Media reports said that French President Emmanuel Macron It was Unita Among a number of world leaders, they are believed to have been targeted by hacking their phones using software spy.
The program, known as “Pegasus”, targets phones and allows its operators to spy on their targets through them.
These leaders are among a list of about 50,000 phone numbers of people believed to be of interest to clients of the Israel-based NSO Group. This list was leaked to the major media.
NSO denies any wrongdoing. It says the program is “intended for use against criminals and terrorists”.
It adds that it is only available to the military, law enforcement and intelligence agencies with good human rights records.
The Israel-based company said the original investigation that led to the reports – by Paris-based NGO Forbidden Stories and human rights organization Amnesty International – was “full of false assumptions and unsubstantiated theories”.
These reports are part of a series of news articles indicating that thousands of prominent personalities have been targeted.
The French newspaper Le Monde published a report that Macron’s phone had been subjected to a “potential” surveillance operation in favor of Morocco.
The newspaper said in its report that the Moroccan intelligence services identified a phone that Macron had been using since 2017.
Morocco denied being a client of the Israeli company Pegasus.
Having someone on the list does not mean that the program was used against them, but that it was a potential target.
It is not clear whether the program was actually installed on the French president’s phone.

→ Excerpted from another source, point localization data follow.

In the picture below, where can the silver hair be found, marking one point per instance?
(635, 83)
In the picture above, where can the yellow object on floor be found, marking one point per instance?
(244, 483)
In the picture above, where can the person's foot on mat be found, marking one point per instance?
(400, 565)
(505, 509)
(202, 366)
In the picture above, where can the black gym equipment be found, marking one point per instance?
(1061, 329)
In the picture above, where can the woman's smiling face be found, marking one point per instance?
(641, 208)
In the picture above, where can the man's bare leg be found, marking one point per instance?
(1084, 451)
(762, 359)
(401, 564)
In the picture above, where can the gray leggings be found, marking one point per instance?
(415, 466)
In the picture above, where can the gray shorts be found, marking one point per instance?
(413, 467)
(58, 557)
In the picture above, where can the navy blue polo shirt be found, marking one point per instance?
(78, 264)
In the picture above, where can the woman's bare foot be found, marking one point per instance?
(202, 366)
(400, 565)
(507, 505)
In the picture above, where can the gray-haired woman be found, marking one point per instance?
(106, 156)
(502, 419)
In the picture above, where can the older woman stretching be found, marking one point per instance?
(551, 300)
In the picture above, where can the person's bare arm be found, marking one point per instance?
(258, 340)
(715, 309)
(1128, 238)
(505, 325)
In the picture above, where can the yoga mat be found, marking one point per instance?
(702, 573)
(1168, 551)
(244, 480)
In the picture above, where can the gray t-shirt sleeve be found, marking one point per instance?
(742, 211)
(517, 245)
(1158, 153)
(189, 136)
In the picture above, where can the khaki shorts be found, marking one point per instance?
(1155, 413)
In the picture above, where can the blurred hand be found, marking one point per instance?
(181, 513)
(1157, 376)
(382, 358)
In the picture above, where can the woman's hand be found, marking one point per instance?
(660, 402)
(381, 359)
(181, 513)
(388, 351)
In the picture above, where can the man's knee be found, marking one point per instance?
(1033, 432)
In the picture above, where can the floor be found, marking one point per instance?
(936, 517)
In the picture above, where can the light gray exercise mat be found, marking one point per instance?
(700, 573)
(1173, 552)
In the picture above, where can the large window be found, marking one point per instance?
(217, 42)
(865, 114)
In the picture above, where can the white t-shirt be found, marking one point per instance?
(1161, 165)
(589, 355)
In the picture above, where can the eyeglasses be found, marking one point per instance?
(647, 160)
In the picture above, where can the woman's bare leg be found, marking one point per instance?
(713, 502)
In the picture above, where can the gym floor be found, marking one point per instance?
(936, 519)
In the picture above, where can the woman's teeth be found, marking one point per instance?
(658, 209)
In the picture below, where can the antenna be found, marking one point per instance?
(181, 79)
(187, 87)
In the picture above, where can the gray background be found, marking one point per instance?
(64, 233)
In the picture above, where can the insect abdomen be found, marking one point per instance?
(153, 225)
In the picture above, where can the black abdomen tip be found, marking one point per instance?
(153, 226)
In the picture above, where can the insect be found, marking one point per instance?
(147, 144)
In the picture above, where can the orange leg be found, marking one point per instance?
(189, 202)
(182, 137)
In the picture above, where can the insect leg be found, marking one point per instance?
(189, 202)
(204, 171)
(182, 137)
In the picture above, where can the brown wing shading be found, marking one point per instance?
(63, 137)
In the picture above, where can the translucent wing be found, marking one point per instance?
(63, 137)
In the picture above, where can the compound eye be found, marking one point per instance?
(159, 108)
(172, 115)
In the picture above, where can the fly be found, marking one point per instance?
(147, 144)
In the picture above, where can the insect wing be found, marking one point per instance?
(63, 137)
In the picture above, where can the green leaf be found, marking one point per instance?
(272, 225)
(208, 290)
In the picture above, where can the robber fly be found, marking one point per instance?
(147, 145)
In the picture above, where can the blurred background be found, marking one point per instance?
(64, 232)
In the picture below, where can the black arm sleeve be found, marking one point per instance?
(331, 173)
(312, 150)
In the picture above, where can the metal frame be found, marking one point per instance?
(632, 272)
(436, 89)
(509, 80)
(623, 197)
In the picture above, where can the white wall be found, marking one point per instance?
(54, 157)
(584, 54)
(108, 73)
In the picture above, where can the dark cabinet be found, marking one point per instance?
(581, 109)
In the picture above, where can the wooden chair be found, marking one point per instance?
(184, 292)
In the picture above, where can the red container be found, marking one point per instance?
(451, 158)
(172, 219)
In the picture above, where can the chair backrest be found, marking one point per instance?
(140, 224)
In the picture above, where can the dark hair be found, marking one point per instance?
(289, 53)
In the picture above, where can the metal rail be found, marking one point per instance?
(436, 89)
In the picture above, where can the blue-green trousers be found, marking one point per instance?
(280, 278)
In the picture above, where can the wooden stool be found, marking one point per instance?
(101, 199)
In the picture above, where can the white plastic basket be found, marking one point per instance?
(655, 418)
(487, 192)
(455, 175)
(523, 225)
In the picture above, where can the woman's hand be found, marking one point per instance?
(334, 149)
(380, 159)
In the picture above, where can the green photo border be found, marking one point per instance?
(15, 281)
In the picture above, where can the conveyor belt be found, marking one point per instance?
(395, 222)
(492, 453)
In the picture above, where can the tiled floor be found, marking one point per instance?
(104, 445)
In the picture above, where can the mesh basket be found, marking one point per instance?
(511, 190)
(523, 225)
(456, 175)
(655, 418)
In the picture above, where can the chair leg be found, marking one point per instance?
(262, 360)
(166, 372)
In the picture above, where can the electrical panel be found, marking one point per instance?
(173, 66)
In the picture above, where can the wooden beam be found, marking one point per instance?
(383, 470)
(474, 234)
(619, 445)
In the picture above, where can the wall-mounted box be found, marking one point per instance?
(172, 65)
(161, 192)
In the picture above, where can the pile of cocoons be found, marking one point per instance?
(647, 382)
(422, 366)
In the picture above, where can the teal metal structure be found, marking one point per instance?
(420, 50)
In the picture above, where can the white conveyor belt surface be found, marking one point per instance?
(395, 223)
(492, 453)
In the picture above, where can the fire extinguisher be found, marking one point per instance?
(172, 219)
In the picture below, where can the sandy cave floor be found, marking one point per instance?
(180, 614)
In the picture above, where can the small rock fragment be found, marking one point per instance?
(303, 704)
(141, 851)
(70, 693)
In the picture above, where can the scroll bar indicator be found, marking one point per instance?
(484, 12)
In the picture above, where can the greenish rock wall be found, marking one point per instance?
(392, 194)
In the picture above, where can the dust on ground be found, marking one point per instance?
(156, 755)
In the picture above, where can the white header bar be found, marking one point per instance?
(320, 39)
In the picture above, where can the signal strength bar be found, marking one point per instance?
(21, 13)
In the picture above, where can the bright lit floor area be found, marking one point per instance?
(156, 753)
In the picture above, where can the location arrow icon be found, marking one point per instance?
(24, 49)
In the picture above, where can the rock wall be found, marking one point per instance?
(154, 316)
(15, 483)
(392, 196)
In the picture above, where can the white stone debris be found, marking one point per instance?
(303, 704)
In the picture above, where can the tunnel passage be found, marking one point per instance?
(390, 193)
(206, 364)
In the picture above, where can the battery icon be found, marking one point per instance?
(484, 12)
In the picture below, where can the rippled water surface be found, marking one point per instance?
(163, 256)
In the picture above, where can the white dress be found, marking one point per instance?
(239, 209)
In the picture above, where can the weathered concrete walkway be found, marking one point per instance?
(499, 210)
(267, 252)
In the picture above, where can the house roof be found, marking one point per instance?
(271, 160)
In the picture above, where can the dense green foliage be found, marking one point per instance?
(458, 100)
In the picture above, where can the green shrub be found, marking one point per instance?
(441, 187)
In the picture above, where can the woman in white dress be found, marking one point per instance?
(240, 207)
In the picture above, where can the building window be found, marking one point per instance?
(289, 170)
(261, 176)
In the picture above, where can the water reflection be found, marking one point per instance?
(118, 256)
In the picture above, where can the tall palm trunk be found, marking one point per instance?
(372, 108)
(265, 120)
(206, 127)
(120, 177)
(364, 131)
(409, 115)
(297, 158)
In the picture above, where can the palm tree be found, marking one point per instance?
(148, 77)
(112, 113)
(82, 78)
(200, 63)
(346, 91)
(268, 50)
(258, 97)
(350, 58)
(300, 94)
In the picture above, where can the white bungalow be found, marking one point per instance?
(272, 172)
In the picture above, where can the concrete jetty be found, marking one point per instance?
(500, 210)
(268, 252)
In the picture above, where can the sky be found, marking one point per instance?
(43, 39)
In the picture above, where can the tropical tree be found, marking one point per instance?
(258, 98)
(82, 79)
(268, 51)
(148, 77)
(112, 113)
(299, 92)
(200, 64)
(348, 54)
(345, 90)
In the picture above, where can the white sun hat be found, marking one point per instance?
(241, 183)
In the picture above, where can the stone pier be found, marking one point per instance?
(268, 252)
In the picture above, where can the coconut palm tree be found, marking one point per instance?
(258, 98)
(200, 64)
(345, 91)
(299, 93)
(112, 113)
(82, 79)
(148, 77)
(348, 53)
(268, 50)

Reports also say that the numbers in the leaked list include phones of Iraqi President Barham Salih and South African President Cyril Ramaphosa, as well as the current prime ministers of Pakistan, Egypt, Morocco and the Moroccan king.
The list includes more than 600 government officials and politicians from 34 countries.
The French presidency said that if the leaks were true, they would be very dangerous.
Analysis by Gordon Corera, Security Correspondent In the BBC
Foreign leaders are always a prime target for spies – intercepting their communications means exposing their intentions and secrets.
Politicians and officials know that they are frequently targeted, but when this is made public, it can have real repercussions.
Especially since those involved in such acts are not always just enemies of the country.
In 2013, it emerged that the US National Security Agency had been eavesdropping on dozens of world leaders — including the mobile phone of ally German Chancellor Angela Merkel, causing severe embarrassment and a rather major diplomatic row.
Notable in recent reports is that the possibility of conducting surveillance against foreign leaders is now up for sale and available to a much wider range of countries.
It is not yet clear how many of those on this list are actually targeted, but even the mere possibility will raise a lot of pressure on NSO and governments that may have been involved in targeting other leaders.